F-line to Dudley via Park wrote:This is the same outfit that returned--this year--an awarded grant for MAINLINE track class upgrades from lack of interest in performing the work somebody else was paying for. Yes, I'd say that's very current and relevant grist for gauging current attitudes in the Billericadome.
Well, I mean, they did lay out roughly $3,940,000 in locomotive purchases early this year (first 20 C40's). That number is about 60K shy of their required contribution of matching funds for the TIGER project ($4M). While the WTVL-NMJ section is "main line" its more a glorified branchline. The decision to upgrade the completely beat to sh!t mainline power on the money making western half of the system rather than a 1.4 train/day section of money losing line seems like a pretty reasonable decision to me. Yep they gave up $6M in grant money, but those GE's will pay for themselves in fuel savings and mechanical costs. The line upgrade would have only added maintenance costs and saved them very minimally on operational costs.

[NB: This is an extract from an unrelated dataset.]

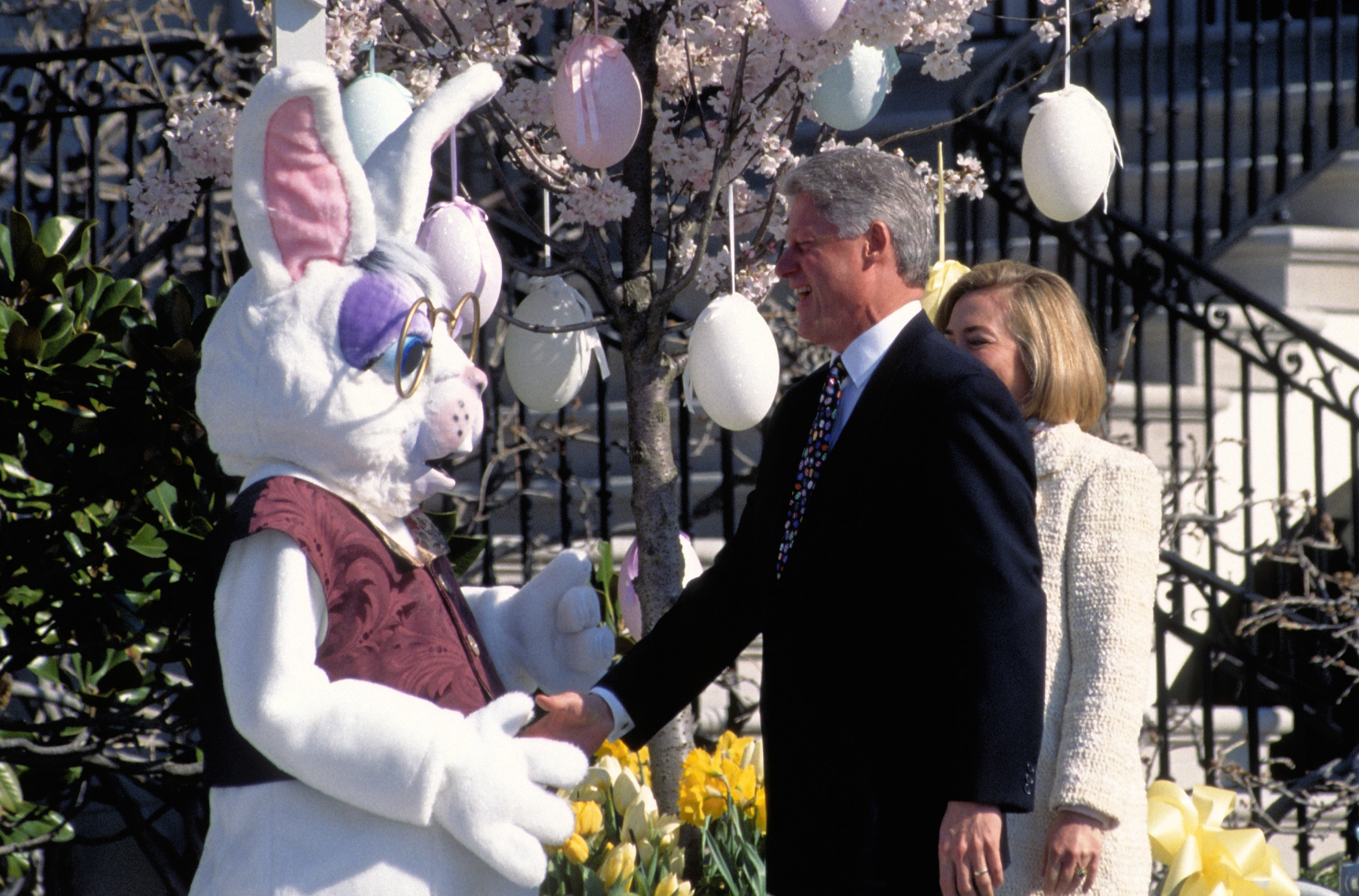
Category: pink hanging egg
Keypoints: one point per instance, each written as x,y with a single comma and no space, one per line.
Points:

It seems stupid on the surface, I had the same "why would they do that?" reaction as well. But when you think about it, their other expenditures matched with the fact that operationally they wouldn't gain anything noticeable in the way of savings from upgrading the line it makes sense.
  by gokeefe
 
F-line to Dudley via Park wrote:This is the same outfit that returned--this year--an awarded grant for MAINLINE track class upgrades from lack of interest in performing the work somebody else was paying for. Yes, I'd say that's very current and relevant grist for gauging current attitudes in the Billericadome.
Lack of interest is incorrect. The terms were not conveyed correctly.
  by fogg1703
 
gokeefe wrote:Lack of interest is incorrect. The terms were not conveyed correctly
Are you suggesting they did not understand the grant award?
  by gokeefe
 
fogg1703 wrote:
gokeefe wrote:Lack of interest is incorrect. The terms were not conveyed correctly
Are you suggesting they did not understand the grant award?
It seems as though the terms from the feds were not clear.
  by fogg1703
 
gokeefe wrote:
fogg1703 wrote:
gokeefe wrote:Lack of interest is incorrect. The terms were not conveyed correctly
Are you suggesting they did not understand the grant award?
It seems as though the terms from the feds were not clear.
Hmmmm, seems CMQ and NBM had no problem understanding the terms, not to mention the countless Maine legislators who worked to secure the grants. Although CMQ and NBM were willing to put up their share of the match money so I'm sure that has nothing to do with it :wink:. I'll pick cheap over gross incompetence any day.
  by newpylong
 
The grant terms were clear. The capital spend is going towards engines instead. The MEC is hemorrhaging money better ROI on engines to be used on profitable corridors with heavy tonnage.
  by johnpbarlow
 
Lately I've seen tired company hoppers on various D3 trains including local FI-1 that didn't appear to be laden with ballast but perhaps scrap ties? Is PAS/PAR at long last starting to remove the scads of dead ties littering the sides of the RoW?
  by BM6569
 
When I got out of work today in Auburn, Irving crews were busy replacing ties heading east. Looked to be doing about 1 in 5. I was watching them work for a bit. Amazing how bad some of the ties were that they swapped. When the small claw picked them up, some were already in half or others splintered into pieces. Much need work!

They had dropped rock through here early in the summer. I was wondering why they hadn't tamped it yet. Probably will do it once the tie work is finished or moves ahead.